Introduzione di Elisabetta Ribet all’assemblea di chiesa del 20 maggio 2025
Premessa.
Ringraziando chi mi ha dato l’incarico di aprire questa Assemblea e chi mi ha aiutata a preparare questo mio intervento, condividendo informazioni, documenti ed esperienze, ci tengo sin d’ora a dire che, per quanto preparandomi meglio sulle questioni che ci portano qui oggi abbia avuto modo di chiarirmi, almeno in parte, le idee sulla questione di quali siano o possano essere ruolo, missione e presenza della cultura protestante a Torino, non desidero affatto approfittare di questo tempo per fare dichiarazioni di voto o mostrare una presunta “vera via” verso cui dirigerci insieme. Non è questo il mio ruolo, né tantomeno la mia convinzione.
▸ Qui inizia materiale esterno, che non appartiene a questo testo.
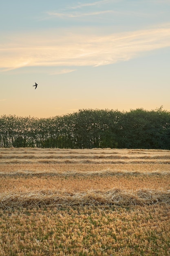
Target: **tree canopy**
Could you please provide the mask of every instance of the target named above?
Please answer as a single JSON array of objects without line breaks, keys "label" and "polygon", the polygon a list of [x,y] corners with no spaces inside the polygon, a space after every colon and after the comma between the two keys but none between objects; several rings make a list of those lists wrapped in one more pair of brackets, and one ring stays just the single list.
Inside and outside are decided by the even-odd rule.
[{"label": "tree canopy", "polygon": [[170,150],[170,112],[79,110],[48,118],[0,117],[0,146]]}]

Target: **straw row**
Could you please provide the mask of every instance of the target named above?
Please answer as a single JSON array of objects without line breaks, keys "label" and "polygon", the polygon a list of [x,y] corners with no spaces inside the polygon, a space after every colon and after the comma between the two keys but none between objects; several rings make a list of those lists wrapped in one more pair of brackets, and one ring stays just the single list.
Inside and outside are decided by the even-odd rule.
[{"label": "straw row", "polygon": [[0,158],[1,159],[37,159],[38,158],[39,159],[170,159],[170,155],[142,155],[142,156],[137,156],[134,155],[127,155],[127,154],[123,155],[118,154],[117,155],[114,154],[104,154],[104,155],[99,155],[98,154],[95,154],[94,153],[91,154],[88,153],[80,153],[77,154],[76,153],[73,153],[69,154],[49,154],[49,153],[46,154],[39,154],[38,156],[36,154],[0,154]]},{"label": "straw row", "polygon": [[0,194],[0,209],[43,207],[96,205],[132,207],[160,203],[170,203],[170,191],[113,189],[107,191],[90,190],[69,193],[63,191],[42,191]]},{"label": "straw row", "polygon": [[170,159],[115,159],[111,160],[108,159],[20,159],[13,158],[11,159],[0,159],[0,164],[170,164]]},{"label": "straw row", "polygon": [[18,171],[16,171],[0,172],[0,177],[107,177],[107,176],[164,176],[170,175],[170,171],[153,171],[144,172],[143,171],[112,171],[104,170],[102,171],[32,171],[28,170]]}]

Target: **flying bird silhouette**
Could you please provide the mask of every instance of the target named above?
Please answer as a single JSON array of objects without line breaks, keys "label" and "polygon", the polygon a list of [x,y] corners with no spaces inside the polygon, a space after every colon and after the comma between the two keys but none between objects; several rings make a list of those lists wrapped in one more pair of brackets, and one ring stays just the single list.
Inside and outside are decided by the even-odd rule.
[{"label": "flying bird silhouette", "polygon": [[33,85],[33,86],[35,86],[35,89],[37,88],[37,85],[38,85],[38,84],[37,84],[36,83],[35,83],[35,85]]}]

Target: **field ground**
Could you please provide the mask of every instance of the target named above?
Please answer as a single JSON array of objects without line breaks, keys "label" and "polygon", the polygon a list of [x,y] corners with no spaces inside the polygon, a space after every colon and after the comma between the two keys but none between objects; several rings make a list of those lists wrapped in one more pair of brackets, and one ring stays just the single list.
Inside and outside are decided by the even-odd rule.
[{"label": "field ground", "polygon": [[0,149],[0,255],[170,255],[170,151]]}]

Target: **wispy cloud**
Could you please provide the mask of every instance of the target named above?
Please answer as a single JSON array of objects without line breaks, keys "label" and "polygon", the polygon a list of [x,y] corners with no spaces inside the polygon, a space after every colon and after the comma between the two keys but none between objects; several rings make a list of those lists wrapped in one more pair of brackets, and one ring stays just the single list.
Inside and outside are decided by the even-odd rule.
[{"label": "wispy cloud", "polygon": [[67,73],[71,73],[75,71],[76,70],[70,70],[70,69],[64,69],[61,70],[58,70],[52,73],[50,73],[50,75],[60,75],[64,74],[66,74]]},{"label": "wispy cloud", "polygon": [[74,12],[73,13],[60,13],[60,12],[48,12],[49,15],[51,16],[58,17],[59,18],[79,18],[84,16],[94,16],[95,15],[99,15],[107,13],[113,13],[113,11],[108,10],[106,11],[94,11],[93,12]]},{"label": "wispy cloud", "polygon": [[97,1],[96,2],[93,2],[92,3],[86,3],[86,4],[80,4],[71,7],[72,9],[77,9],[77,8],[81,8],[83,7],[86,7],[87,6],[93,6],[94,5],[97,5],[98,4],[106,4],[108,2],[113,2],[113,0],[103,0],[102,1]]},{"label": "wispy cloud", "polygon": [[[7,42],[5,47],[1,47],[0,43],[0,68],[97,66],[128,61],[144,52],[170,47],[170,24],[157,28],[95,36],[64,31],[59,34],[54,31],[48,36],[44,32],[41,36],[35,32],[18,35],[13,44]],[[66,68],[60,73],[74,70]]]}]

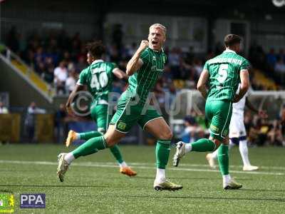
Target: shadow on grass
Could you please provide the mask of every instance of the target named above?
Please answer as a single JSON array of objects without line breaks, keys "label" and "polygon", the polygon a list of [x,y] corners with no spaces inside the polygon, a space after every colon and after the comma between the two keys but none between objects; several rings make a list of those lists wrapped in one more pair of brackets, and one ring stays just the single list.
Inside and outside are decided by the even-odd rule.
[{"label": "shadow on grass", "polygon": [[273,202],[284,202],[285,198],[223,198],[223,197],[193,197],[190,195],[180,195],[180,196],[160,196],[160,195],[73,195],[76,197],[107,197],[107,198],[174,198],[174,199],[205,199],[205,200],[252,200],[252,201],[273,201]]},{"label": "shadow on grass", "polygon": [[108,188],[107,185],[0,185],[0,187],[28,187],[28,188]]}]

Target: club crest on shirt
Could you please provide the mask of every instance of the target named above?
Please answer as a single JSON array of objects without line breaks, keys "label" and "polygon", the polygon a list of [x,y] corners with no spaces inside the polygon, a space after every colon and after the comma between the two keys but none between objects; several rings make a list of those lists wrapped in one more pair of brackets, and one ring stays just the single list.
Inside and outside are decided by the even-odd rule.
[{"label": "club crest on shirt", "polygon": [[119,122],[119,123],[118,124],[118,128],[122,130],[125,130],[126,126],[127,124],[123,122]]}]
Per questo leggerò quello che dirò: per rispettare i tempi che ci siamo dati e soprattutto per far sì che chiunque lo richieda possa averne copia.
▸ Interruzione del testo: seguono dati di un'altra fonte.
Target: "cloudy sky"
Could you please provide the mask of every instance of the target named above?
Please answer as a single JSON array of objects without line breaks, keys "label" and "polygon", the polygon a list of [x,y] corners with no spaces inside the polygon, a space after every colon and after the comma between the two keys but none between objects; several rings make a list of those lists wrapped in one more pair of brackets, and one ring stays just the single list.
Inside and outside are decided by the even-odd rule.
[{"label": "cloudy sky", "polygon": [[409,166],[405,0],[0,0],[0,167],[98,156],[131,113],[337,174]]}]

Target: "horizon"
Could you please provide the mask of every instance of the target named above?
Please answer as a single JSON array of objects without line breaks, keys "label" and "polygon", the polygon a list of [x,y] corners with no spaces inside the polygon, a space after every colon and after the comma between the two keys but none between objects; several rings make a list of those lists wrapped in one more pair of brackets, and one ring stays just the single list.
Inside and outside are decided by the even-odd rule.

Niente rette vie, quindi: ho interpretato il compito che mi è stato affidato, piuttosto, come quello di mettere sul tavolo alcuni elementi di riflessione generali ed alcuni elementi propri del contesto nel quale siamo tutti e tutte chiamati a rendere la nostra testimonianza qui in città e al fianco di altre Chiese e soggetti che portano sul territorio la sensibilità e la prospettiva propri del Protestantesimo.
D’altra parte, mi rendo benissimo conto del fatto che non è di certo in questa sede che siamo chiamati ad una sessione di studio approfondito sulla storia e sulla struttura del pensiero protestante negli spazi pubblici.
Sappiamo benissimo, infine, che se oggi siamo qui è perché qualche settimana fa, nel contesto dell’Assemblea di Chiesa finanziaria, è stato proposto e votato un ordine del giorno che chiedeva questo incontro perché stiamo vivendo una situazione di conflitto, di sofferenza e di incomprensione attorno alla questione della presenza culturale in città.
A fronte di queste dinamiche, la prima parola evangelica che viene in mente è quella di Marco 3:24, 25 e paralleli:
“Se un regno è diviso in parti contrarie, quel regno non può durare. Se una casa è divisa in parti contrarie, quella casa non potrà reggere”.
E allora, care sorelle e cari fratelli, rendo grazie: perché le nostre Chiese e le nostre strutture sono convinte dell’importanza del ruolo fondamentale che giocano le assemblee, e perché, una volta ancora, abbiamo la possibilità e gli strumenti per affrontare le questioni discutendone insieme, e cercando insieme delle soluzioni che ci aiutino ad uscire dalle situazioni di sofferenza: non solo per stare meglio, come singoli e come comunità, ma anche perché la testimonianza, appunto, che ci è affidata possa essere forte, bella, di esempio.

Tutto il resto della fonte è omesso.